Here are few thoughts on Friday’s NCAA Tournament action in Nashville, and a look ahead to Sunday’s action.
1) The first thing that stood out in watching the eight teams in the NCAA Tournament pod in Nashville was the level of parity that was on display, and which is prevalent throughout college basketball. In the first half of the day’s first game, the East Region’s #11 seed, Texas, took futility to a new level, hitting 4 of 25 shots on its way to a 31-17 halftime deficit against #6 seed Cincinnati. After falling behind by 19 early in the second half, the Longhorns eventually tied the game, which wasn’t decided until the final minutes. In the nightcap, South Florida, the #12 seed in the Midwest Region, made Texas look efficient by going 3 for 27 and scoring 15 points in the first half. Somehow they trailed Temple by only four, and the Bulls came out of the locker room on fire and shot 60% for the second half on their way to a 58-44 win over #5 seed Temple. That was the largest spread of any of the final scores here. Each of the day’s games was up for grabs going into the final minutes.
FSU May Be The ACC Champs, But They Had Their Hands Full
Beyond the obvious – that #12 and #13 seeds won here on Friday, and that two #15 seeds won elsewhere on the same day – it is apparent that the disparity in talent between the mid-majors and the BCS schools continues to narrow. In watching teams in a pod in which there were no 1-16 or 2-15 matchups, it was clear that parity abounds. St. Bonaventure, the East Region’s #14 seed and the lowest-seeded team here, played ACC Tournament Champion Florida State to the wire and easily could have won the game. The Bonnies were the fourth-best team in what many consider the best mid-major league – Atlantic 10 – and they were able to control most of their battle with arguably the ACC’s best squad. And while it would have been an upset, no one here would have been shocked if it had happened. St. Bonaventure had good players, including the sensational Andrew Nicholson, and the overall difference in talent levels between the two squads was not as vast as it may have been in the past.

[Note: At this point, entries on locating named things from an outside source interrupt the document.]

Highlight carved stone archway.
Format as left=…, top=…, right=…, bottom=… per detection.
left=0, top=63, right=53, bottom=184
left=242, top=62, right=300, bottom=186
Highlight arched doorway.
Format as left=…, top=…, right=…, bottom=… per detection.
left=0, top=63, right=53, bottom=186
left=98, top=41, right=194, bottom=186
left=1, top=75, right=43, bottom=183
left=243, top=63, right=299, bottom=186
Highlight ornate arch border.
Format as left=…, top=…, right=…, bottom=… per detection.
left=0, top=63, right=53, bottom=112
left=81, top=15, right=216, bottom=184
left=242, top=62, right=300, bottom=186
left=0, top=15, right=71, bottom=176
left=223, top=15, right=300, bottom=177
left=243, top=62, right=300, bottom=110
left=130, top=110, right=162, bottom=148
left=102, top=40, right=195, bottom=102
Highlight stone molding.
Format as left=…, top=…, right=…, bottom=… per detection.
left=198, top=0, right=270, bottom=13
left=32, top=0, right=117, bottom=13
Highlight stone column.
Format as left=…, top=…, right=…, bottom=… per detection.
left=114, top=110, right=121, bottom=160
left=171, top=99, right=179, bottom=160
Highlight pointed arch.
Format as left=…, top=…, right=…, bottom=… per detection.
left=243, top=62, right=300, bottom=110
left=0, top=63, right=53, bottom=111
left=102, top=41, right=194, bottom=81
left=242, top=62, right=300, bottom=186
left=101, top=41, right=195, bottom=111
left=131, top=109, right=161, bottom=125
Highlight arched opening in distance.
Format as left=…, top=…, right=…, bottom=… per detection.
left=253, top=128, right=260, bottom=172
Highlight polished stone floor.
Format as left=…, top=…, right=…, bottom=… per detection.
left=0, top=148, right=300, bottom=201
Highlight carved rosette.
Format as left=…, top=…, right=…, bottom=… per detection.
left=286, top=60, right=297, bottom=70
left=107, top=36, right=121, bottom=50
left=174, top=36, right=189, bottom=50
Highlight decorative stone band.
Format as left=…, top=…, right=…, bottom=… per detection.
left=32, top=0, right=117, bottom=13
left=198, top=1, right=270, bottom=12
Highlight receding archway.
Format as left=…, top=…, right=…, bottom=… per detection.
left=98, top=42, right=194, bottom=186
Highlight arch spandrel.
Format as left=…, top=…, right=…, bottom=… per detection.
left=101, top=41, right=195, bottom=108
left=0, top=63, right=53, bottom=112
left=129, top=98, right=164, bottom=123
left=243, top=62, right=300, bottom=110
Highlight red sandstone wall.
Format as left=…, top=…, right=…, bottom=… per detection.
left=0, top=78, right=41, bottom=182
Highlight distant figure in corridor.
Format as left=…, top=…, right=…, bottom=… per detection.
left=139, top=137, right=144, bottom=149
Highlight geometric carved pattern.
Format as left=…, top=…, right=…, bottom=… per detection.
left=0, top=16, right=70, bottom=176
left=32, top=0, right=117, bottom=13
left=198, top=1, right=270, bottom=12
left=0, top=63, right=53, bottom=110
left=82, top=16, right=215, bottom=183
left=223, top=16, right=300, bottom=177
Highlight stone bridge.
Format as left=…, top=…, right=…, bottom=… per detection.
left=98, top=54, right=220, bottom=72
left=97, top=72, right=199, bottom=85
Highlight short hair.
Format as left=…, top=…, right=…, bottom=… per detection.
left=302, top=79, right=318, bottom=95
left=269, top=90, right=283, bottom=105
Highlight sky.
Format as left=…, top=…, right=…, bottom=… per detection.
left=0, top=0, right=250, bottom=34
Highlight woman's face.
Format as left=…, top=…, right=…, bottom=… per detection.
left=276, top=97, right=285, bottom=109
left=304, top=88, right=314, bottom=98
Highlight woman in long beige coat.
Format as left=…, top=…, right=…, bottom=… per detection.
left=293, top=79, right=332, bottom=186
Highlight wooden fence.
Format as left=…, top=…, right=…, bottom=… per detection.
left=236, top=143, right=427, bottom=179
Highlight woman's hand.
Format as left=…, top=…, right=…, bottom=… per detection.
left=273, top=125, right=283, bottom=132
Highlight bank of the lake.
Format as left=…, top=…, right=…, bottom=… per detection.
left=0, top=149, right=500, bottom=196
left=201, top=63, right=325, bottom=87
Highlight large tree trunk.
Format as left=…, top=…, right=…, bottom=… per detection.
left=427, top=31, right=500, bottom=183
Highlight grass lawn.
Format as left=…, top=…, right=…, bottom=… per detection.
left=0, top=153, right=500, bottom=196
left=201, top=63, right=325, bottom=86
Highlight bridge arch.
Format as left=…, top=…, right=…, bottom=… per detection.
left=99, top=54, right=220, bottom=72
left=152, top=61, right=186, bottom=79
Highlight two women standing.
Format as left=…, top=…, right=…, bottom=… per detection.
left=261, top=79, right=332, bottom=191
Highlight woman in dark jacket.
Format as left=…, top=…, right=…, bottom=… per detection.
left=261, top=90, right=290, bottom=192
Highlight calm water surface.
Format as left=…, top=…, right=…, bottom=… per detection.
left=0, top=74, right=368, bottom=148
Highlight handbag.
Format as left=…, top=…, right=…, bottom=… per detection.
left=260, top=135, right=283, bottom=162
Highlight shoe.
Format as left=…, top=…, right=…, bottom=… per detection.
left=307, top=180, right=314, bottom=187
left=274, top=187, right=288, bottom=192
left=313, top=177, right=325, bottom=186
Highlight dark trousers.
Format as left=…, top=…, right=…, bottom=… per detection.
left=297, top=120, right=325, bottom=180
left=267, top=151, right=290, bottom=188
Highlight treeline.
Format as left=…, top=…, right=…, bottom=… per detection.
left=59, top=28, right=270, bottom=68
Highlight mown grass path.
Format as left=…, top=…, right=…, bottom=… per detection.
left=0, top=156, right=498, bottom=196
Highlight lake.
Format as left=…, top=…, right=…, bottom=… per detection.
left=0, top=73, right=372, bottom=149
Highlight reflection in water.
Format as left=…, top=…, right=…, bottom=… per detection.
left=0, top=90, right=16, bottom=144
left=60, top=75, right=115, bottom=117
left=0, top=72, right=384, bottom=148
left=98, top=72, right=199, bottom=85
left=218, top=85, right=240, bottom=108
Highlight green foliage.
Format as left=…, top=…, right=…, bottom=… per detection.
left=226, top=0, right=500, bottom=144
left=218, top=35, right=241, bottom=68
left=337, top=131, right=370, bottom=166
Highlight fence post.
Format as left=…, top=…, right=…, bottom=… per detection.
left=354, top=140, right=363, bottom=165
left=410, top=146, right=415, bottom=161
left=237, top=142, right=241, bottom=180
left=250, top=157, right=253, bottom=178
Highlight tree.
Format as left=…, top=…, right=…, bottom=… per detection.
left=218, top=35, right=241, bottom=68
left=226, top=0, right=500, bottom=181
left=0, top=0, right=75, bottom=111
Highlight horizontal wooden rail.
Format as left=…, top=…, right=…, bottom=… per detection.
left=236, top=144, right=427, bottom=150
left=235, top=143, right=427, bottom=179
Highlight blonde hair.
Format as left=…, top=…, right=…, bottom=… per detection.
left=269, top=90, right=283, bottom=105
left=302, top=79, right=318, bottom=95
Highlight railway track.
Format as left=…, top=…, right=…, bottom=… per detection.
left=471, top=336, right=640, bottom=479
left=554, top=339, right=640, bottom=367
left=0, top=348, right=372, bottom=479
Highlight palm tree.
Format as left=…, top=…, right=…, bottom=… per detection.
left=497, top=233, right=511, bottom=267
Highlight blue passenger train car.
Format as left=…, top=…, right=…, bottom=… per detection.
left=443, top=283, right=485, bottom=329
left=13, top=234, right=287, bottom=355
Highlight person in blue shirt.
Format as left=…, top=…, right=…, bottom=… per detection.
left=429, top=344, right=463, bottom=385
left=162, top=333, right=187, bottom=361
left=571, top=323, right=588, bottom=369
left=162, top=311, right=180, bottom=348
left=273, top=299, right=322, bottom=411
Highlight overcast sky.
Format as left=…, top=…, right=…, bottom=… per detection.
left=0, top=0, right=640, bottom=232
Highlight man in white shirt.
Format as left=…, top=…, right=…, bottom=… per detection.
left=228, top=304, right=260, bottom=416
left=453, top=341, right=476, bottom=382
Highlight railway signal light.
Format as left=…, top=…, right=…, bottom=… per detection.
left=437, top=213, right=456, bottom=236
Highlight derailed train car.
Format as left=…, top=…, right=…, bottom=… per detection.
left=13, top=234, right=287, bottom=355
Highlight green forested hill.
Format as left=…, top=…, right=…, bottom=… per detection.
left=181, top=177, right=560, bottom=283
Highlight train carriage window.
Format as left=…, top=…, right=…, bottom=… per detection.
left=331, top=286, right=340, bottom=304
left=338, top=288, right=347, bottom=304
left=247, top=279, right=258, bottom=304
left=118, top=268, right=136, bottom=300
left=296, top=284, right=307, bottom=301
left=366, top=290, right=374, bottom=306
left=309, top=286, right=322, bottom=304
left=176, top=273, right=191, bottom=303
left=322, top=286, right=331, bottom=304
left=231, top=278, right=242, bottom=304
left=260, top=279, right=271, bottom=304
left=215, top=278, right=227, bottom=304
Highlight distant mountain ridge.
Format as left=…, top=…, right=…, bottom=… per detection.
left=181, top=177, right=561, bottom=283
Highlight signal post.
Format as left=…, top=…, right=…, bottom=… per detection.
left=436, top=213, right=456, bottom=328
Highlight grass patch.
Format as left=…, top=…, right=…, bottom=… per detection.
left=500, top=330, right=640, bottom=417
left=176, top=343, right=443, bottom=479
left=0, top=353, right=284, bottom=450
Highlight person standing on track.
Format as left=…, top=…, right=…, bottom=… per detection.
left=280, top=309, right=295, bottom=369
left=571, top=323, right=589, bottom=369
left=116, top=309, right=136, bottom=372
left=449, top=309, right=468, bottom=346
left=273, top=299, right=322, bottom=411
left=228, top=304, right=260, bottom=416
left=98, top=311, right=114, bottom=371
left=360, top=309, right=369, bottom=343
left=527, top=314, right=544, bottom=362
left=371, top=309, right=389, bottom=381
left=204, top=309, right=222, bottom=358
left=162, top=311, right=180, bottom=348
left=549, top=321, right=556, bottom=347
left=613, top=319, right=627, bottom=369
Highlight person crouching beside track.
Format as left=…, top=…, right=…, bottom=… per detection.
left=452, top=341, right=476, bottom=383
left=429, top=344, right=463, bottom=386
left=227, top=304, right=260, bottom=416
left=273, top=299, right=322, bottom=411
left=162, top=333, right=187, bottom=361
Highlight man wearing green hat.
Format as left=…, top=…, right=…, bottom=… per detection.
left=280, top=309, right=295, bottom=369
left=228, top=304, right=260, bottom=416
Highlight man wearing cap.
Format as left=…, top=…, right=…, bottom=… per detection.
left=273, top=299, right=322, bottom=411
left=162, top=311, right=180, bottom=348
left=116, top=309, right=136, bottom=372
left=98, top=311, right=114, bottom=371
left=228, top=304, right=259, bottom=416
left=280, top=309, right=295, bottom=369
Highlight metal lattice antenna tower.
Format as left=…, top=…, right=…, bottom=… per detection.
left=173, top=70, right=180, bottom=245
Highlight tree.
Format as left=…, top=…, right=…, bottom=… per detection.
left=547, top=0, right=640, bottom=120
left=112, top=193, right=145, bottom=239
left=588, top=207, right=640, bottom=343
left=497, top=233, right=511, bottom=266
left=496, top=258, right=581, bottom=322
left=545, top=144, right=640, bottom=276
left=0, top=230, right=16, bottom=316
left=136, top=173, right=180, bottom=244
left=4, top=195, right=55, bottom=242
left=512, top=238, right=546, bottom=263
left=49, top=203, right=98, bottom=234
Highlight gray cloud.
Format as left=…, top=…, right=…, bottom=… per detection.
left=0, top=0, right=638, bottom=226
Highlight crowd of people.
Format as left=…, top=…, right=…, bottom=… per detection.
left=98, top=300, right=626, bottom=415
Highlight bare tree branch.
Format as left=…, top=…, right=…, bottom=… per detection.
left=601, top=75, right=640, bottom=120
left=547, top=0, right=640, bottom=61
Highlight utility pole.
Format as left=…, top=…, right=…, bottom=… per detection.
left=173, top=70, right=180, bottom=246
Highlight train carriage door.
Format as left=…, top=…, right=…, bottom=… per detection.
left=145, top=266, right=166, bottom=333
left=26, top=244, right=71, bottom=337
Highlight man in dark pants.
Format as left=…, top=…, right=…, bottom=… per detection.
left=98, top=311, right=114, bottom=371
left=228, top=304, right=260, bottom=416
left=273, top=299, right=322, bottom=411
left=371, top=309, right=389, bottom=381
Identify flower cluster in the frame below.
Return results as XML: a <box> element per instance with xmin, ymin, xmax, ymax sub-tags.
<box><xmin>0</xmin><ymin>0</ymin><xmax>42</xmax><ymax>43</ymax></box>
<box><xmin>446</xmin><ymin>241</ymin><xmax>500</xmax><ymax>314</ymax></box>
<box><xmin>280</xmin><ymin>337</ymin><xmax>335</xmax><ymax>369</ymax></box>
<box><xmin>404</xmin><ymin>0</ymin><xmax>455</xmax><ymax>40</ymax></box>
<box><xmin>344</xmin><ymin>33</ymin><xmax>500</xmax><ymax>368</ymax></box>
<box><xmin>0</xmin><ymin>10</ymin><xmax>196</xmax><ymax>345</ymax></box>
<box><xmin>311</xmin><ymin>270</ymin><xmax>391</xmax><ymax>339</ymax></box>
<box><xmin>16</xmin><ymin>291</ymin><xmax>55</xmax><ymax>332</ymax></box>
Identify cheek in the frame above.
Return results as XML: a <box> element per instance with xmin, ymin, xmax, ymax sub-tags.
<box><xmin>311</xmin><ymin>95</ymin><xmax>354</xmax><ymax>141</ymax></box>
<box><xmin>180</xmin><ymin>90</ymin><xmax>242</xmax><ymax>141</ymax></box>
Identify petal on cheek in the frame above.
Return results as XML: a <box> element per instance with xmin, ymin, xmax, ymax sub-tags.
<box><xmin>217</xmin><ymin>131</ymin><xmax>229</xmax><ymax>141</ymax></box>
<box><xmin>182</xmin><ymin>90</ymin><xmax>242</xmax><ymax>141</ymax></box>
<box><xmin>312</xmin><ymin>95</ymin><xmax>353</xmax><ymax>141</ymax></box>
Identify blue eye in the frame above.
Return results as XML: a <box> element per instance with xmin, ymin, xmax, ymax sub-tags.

Transfers are also an important part of this equation. Case in point is Ohio forward Walter Offutt, who left after two years at Ohio State in which he rarely saw the floor. Offutt, a top-100 player coming out of high school, is one of many former high-major players we have seen over the years make a difference at the mid-major level. He is flourishing in Coach John Groce’s system and is the team’s second leading scorer. While he couldn’t get into the rotation in two years in Columbus, Offutt has flourished in relative obscurity in Athens. He is the type of player that allows a team like Ohio to compete when it faces better competition in March.
Upsets have long been a part of March Madness, but as we see more of them, we should be less surprised. The George Masons, Butlers, and VCUs of the world have shown us that there is plenty of talent outside the BCS leagues, and the parity on display in Nashville on Friday typified that.